In den letzten Jahren waren die Seenomaden in kälteren Revieren wie Grönland und Alaska unterwegs:
„Unsere Freiheit hat über Verzicht funktioniert“
In den letzten 32 Jahren lebten die beiden etwa 22 Jahre an Bord. Wie finanziert man so viel Urlaub? „Mit Urlaub kann man es nicht vergleichen“, klärt Wolfgang auf. Die beiden haben einen sparsamen Lebensstil, gönnen sich kaum Luxus. Mit einem Startkapital von nur 50.000 Schilling mussten sie schon von Anfang an lernen, gut hauszuhalten. So hatten sie in den ersten acht Jahren nicht einmal einen Kühlschrank - der ist ein Stromfresser an Bord. „Wir wussten: Je sparsamer wir leben, desto länger können wir unterwegs sein“, so Wolfgang. „Die Freiheit hat bei uns über Verzicht funktioniert.“
Die Vorreiter der YouTube-Sternchen von heute
Nach der ersten Weltumseglung haben sie ganz nebenbei ein neues Standbein gefunden.
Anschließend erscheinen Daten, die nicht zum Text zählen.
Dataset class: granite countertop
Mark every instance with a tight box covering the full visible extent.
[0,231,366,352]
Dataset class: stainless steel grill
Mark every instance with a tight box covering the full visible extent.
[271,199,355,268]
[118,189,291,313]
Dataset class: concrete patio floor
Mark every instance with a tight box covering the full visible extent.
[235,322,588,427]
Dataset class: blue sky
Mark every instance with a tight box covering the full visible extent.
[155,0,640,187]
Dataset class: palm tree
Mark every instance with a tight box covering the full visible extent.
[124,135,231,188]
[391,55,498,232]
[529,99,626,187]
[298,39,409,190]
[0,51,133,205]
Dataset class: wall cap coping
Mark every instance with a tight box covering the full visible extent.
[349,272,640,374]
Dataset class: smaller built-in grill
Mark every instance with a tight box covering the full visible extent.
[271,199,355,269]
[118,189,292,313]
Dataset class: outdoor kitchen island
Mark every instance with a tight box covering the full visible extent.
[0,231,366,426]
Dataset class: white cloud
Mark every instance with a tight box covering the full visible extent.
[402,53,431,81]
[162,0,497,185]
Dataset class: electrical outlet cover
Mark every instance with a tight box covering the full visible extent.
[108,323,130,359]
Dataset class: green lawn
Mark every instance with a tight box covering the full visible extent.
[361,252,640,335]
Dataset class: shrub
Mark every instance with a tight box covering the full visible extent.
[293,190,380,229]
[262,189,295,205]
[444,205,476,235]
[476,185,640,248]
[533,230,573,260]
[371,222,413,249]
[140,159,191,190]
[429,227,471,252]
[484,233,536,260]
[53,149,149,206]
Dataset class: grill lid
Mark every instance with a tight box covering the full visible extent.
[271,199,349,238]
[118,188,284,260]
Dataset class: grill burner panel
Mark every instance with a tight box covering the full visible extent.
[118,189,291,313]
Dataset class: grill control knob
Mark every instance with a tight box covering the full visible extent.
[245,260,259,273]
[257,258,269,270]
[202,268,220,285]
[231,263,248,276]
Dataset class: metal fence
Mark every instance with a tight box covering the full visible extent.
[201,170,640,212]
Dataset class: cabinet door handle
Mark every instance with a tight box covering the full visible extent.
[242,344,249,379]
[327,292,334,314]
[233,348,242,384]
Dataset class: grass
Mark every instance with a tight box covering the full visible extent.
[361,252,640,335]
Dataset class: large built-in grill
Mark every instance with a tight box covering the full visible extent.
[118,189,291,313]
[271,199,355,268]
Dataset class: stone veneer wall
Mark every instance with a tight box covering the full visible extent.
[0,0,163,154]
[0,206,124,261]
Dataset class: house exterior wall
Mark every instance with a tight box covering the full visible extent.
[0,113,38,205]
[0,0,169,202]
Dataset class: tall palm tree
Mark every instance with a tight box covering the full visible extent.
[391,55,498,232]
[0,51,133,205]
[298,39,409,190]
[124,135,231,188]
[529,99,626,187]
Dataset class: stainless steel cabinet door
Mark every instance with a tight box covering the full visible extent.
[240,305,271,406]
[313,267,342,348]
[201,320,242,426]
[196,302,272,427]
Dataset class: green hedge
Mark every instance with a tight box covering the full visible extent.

Noch vor dem YouTube-Zeitalter haben sie es geschafft, mit Erzählungen über ihre Abenteuer diese zu finanzieren. So touren sie seit ihrer ersten Weltumsegelung mit Vorträgen durch den deutschsprachigen Raum und verdienen so genug, um sich ihre Zeit auf See finanzieren zu können. Das Paar hat zudem bereits drei Bücher über seine Reisen verfasst. Die Zeit im Lockdown nützt Doris, um an dem vierten Buch zu arbeiten.
1. Weltumsegelung:
Dauer: 8 Jahre
Seemeilen: 43.000
Länder: 40
2. Weltumsegelung:
Dauer: 7 Jahre und 9 Monate
Seemeilen: 65.000
Länder: 30
3. Reise:
Start 2012 in der Adria
von Grönland durch die Nordwestpassage nach Alaska
Seemeilen: ca. 35.000
Seemeilen alle Reisen gesamt: ca. 150.000
Website und Blog:
www.seenomaden.at
Wegen Pandemie Reiseroute versperrt
Das Coronavirus hat ihre Reisepläne vergangenes Jahr ganz schön über den Haufen geworfen: Der Weiterweg von Französisch Polynesien quer durch den Pazifik nach Neuseeland war wegen der Pandemie versperrt. Die meisten kleinen Inselstaaten, wie Cook Islands oder Tonga, aber auch Neuseeland und Australien haben wegen Corona dicht gemacht. Daher änderten sie ihre Pläne und segelten über Hawaii nach Alaska und weiter nach British Columbia, Kanada, wo ihre Nomad derzeit an Land in einer Werft steht.
Seit ein paar Wochen sind Doris und Wolfgang wieder in der Heimat. Die Pläne, mit Vorträgen über den Winter ein wenig Geld in die Bordkasse zu spülen, sind aufgrund der Infektionslage erstmal auf Eis gelegt. „Dafür haben wir viel Zeit, um wandern und Ski fahren zu gehen. Das tut unseren Beinmuskeln nach so langer Zeit auf See wieder gut“, erklärt Doris, wie sie das Beste aus der Situation machen wollen.